References and further reading:

1. Cannabis sativa L. | Plants of the World Online | Kew Science. Available at: http://www.plantsoftheworldonline.org/taxon/urn:lsid:ipni.org:names:306087-2. (Accessed: 16th February 2020)
2. Hanf-Dämmung - ökologischer Dämmstoff. Available at: https://www.oekologisch-bauen.info/baustoffe/naturdaemmstoffe/hanf.html. (Accessed: 16th February 2020)
3. European Monitoring Centre for Drugs and Drug Addiction & Europol. EU Drug Markets Report 2019. Publ. Off. Eur. Union, Luxemb. (2019). doi:10.2810/766585
4. European Monitoring Centre for Drugs and Drug Addiction (EMCDDA). European Drug Report 2019: Trends and Developments. Publ. Off. Eur. Union, Luxemb. (2019). doi:10.2810/191370
5. WHO | The health and social effects of nonmedical cannabis use. WHO (2016).
6. Sharma, P., Murthy, P. & Bharath, M. M. S. Chemistry, metabolism, and toxicology of cannabis: Clinical implications. Iran. J. Psychiatry 7, 149–156 (2012).

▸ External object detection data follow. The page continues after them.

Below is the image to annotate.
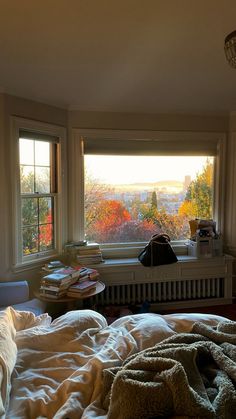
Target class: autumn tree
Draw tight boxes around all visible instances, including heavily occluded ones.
[151,191,157,208]
[86,200,131,243]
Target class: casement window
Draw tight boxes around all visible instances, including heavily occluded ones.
[69,130,225,258]
[13,120,64,265]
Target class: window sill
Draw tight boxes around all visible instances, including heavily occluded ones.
[91,255,232,271]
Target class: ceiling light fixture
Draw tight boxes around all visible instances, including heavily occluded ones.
[225,31,236,68]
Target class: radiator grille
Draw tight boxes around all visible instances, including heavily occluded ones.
[93,278,224,305]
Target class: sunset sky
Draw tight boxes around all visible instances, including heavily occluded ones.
[85,155,211,184]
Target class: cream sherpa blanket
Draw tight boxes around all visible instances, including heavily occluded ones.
[103,321,236,419]
[0,308,17,418]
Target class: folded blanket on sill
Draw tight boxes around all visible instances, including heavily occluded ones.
[103,321,236,419]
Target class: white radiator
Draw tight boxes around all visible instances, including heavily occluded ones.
[91,278,225,305]
[87,255,233,310]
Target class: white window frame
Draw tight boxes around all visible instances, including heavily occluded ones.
[11,117,67,271]
[69,128,226,258]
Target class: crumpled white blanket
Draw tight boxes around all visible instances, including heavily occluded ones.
[0,309,227,419]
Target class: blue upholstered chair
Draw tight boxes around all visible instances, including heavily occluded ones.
[0,281,45,316]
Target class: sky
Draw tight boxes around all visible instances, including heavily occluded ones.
[85,155,211,184]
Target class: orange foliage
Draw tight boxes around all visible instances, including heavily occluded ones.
[178,201,197,219]
[88,200,131,243]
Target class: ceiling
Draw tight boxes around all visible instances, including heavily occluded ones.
[0,0,236,114]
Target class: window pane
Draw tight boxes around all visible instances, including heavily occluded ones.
[35,141,50,166]
[39,198,53,224]
[22,227,38,256]
[20,166,34,193]
[39,224,53,252]
[85,155,214,243]
[21,198,38,226]
[35,166,50,193]
[20,138,34,166]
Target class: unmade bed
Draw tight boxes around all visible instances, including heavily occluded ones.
[0,307,236,419]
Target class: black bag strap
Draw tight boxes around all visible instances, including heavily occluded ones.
[149,233,170,244]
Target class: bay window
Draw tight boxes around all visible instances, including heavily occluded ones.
[12,118,66,266]
[71,129,225,256]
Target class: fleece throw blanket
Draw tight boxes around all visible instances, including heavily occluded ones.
[103,321,236,419]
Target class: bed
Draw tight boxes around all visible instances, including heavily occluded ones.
[0,307,236,419]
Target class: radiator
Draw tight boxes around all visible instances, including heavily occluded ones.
[93,278,225,305]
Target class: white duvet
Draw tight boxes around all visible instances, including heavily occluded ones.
[0,308,228,419]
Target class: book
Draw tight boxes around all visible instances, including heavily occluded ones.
[67,281,97,297]
[55,266,80,279]
[39,287,66,299]
[43,273,70,283]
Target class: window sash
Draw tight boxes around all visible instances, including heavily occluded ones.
[10,116,67,272]
[83,137,217,156]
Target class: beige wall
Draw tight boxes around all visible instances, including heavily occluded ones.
[0,94,9,279]
[68,111,228,132]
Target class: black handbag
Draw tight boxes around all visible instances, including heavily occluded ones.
[138,234,178,266]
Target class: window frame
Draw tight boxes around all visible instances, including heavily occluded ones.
[11,117,67,271]
[69,128,226,258]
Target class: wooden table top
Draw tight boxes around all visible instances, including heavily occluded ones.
[34,281,105,303]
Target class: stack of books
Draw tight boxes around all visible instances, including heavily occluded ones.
[67,280,97,297]
[42,260,65,272]
[39,266,85,299]
[75,243,103,266]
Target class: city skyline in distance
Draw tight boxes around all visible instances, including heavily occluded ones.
[85,155,210,186]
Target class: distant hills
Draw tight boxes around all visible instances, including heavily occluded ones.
[112,180,184,191]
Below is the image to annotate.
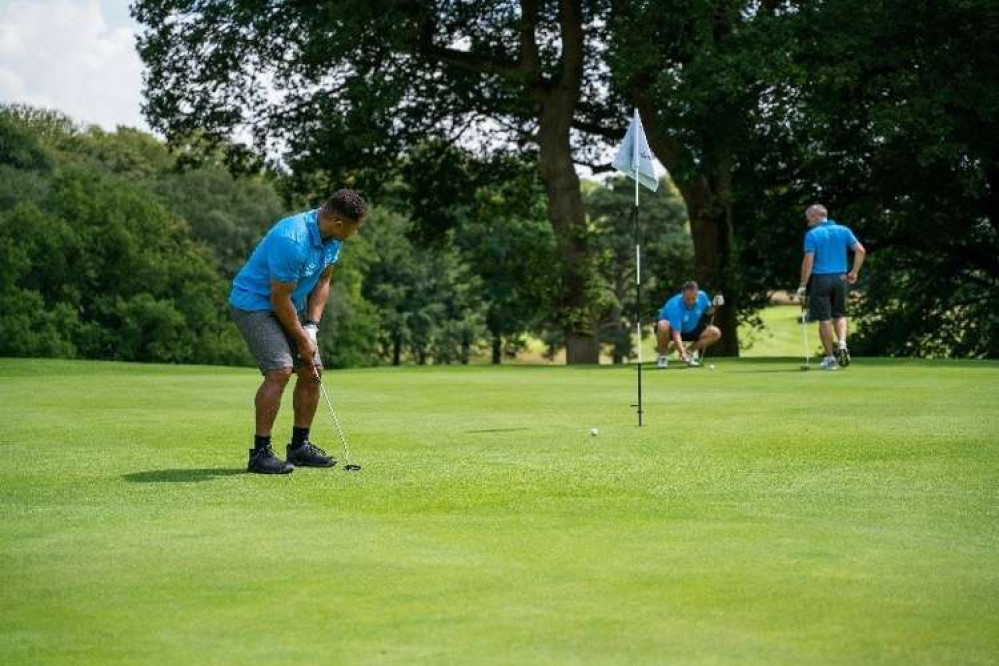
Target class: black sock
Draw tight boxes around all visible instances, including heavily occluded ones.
[291,426,309,446]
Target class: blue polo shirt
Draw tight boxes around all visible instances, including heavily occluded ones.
[229,208,340,312]
[805,219,857,275]
[659,291,711,333]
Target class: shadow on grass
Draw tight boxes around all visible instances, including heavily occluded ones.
[465,428,530,435]
[122,467,246,483]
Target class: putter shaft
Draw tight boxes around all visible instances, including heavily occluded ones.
[314,370,360,466]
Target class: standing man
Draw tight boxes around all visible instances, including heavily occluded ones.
[229,190,368,474]
[656,280,725,368]
[798,204,867,370]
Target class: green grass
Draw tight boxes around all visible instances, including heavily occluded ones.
[0,356,999,665]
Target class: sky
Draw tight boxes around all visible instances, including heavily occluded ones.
[0,0,149,131]
[0,0,665,175]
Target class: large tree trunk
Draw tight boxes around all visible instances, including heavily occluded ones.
[679,178,739,356]
[635,94,739,356]
[536,0,600,364]
[539,105,600,364]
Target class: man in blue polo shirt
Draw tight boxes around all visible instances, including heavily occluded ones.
[229,190,368,474]
[798,204,867,370]
[656,280,725,368]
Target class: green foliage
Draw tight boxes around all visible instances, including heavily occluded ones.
[0,107,247,363]
[736,0,999,356]
[361,208,483,364]
[585,176,693,363]
[150,166,287,279]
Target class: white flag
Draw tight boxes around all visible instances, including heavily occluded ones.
[613,109,659,192]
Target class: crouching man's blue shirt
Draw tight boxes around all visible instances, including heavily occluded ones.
[229,209,340,312]
[659,291,711,333]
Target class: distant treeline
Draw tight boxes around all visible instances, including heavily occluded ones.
[0,106,693,367]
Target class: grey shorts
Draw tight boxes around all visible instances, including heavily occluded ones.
[229,308,323,374]
[808,273,847,321]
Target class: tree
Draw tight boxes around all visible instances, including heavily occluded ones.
[577,0,794,355]
[133,0,616,363]
[585,176,693,363]
[737,0,999,356]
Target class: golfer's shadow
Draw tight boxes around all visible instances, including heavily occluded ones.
[121,467,246,483]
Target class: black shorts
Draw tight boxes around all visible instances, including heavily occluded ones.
[808,273,847,321]
[680,319,708,342]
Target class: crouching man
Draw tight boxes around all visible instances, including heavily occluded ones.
[656,280,725,368]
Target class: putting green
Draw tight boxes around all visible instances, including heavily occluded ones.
[0,358,999,664]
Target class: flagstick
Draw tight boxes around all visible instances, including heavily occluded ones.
[632,164,642,427]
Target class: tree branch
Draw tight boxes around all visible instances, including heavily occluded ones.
[573,160,614,174]
[558,0,583,92]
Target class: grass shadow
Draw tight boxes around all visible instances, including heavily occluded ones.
[465,428,530,435]
[122,467,246,483]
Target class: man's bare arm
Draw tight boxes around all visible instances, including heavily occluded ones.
[271,280,318,360]
[305,265,333,324]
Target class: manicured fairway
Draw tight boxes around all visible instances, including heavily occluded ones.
[0,359,999,664]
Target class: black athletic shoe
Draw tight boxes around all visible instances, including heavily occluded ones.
[836,347,850,368]
[288,442,336,467]
[246,446,295,474]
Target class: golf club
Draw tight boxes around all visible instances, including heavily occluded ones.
[798,297,811,370]
[701,294,725,368]
[312,367,361,472]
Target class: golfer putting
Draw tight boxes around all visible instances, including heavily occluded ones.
[797,204,867,370]
[656,280,725,368]
[229,190,367,474]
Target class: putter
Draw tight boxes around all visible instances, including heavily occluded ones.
[312,367,361,472]
[798,299,811,370]
[701,294,724,368]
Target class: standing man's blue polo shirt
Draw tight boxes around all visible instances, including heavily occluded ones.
[659,291,711,333]
[229,208,340,312]
[805,219,857,275]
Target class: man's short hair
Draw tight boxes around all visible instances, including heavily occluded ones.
[805,204,829,218]
[322,189,368,220]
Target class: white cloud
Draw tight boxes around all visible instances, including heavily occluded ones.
[0,0,148,130]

7. Cooper, Z. D. Adverse Effects of Synthetic Cannabinoids: Management of Acute Toxicity and Withdrawal. Current Psychiatry Reports 18, 1–10 (2016).
8. Turner, A. R. & Agrawal, S. Marijuana Toxicity. StatPearls (StatPearls Publishing, 2019).
9. Lu, H. C. & MacKie, K. An introduction to the endogenous cannabinoid system. Biological Psychiatry 79, 516–525 (2016).
10. Millar, S. A., Stone, N. L., Yates, A. S. & O’Sullivan, S. E. A Systematic Review on the Pharmacokinetics of Cannabidiol in Humans. Front. Pharmacol. 9, 1365 (2018).